Focused on game play

The development of computer games has displayed enormous potential. That is mainly due to their exponentially growing possibilities of their visual engines. But after such a rapid growth of technical innovations, it is time now to concentrate on the player. Their affective tie to game play and teammates is the the key to success of a game.

Emotional game concepts

The gamer's emotional involvement is way more diverse than one would believe after having witnessed the dominating media coverage on shooter games. How about non aggression-based concepts, that demand affectionate devotion instead of head shot training sessions?
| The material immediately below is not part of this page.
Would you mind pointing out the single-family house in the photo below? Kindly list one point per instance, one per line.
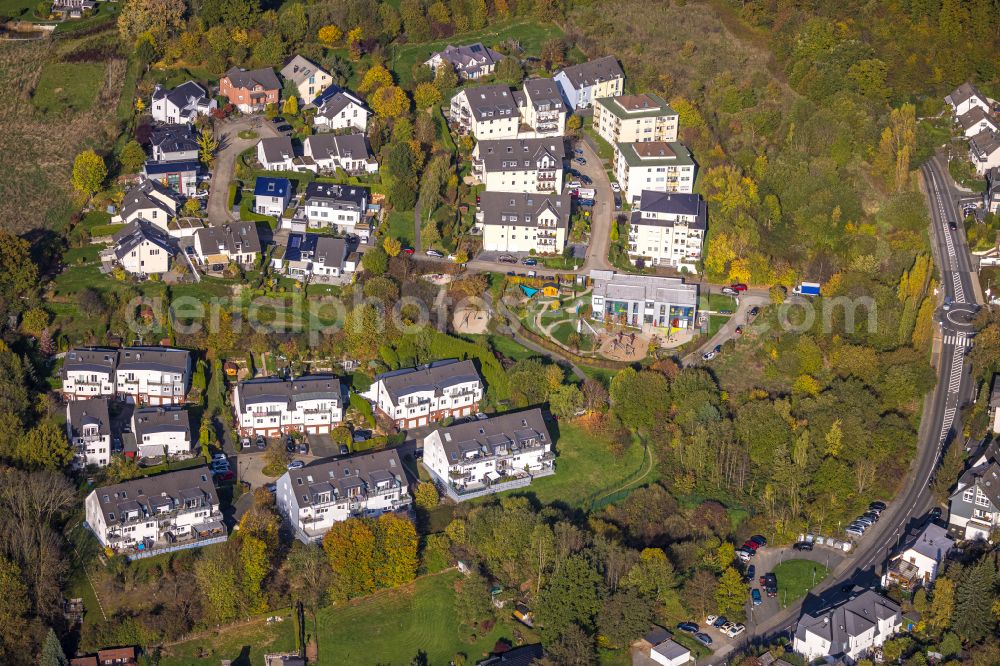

There are indeed uninvested areas when it comes to research on narrative and emotional intellience of game concepts Showing ways and means here is a core interest of this symposium.

Aim of the event

Strategies of emotional involvement for gamers in different game genres shall be reflected critically, performed by way of example and tested practically - from classic pc games and mobile games to pervasive gaming. Projects, which have evolved out of art projects and questions of media pedagogy, will attract interest. Bringing together theory and artistic practice is a decisive criterion for the design of the event.

Horst Konietzny

University of Applied Sciences, Department of Design, AG MOX


Emotional Gaming

Networks

The cultural phenomenon of gaming can be described as cross-media, trans-individual and open process of interaction. Furthermore it is characterised by its non-traditional spatial and temporal nature, which shifts between technical, strategical and and theatrical 'acting', by alterable collective networks of designers/players superimposing each other and differing within themselves. The dynamic distribution of 'gaming power' to complex de-centralized networks of disparate individuals, apparatuses, and media authorities is able to dissolve the apparently rigid borders between production and consumption, as well as those between technical effectiveness, economic efficiency, and affective-performative dispositions. This becomes evident by the interweaving of functional action - which is constitutive not only for the game design process but also for the gaming process - performative testing and playful 'maneuvering with relish' as main aspect of a comprehensive distributed game aesthetic.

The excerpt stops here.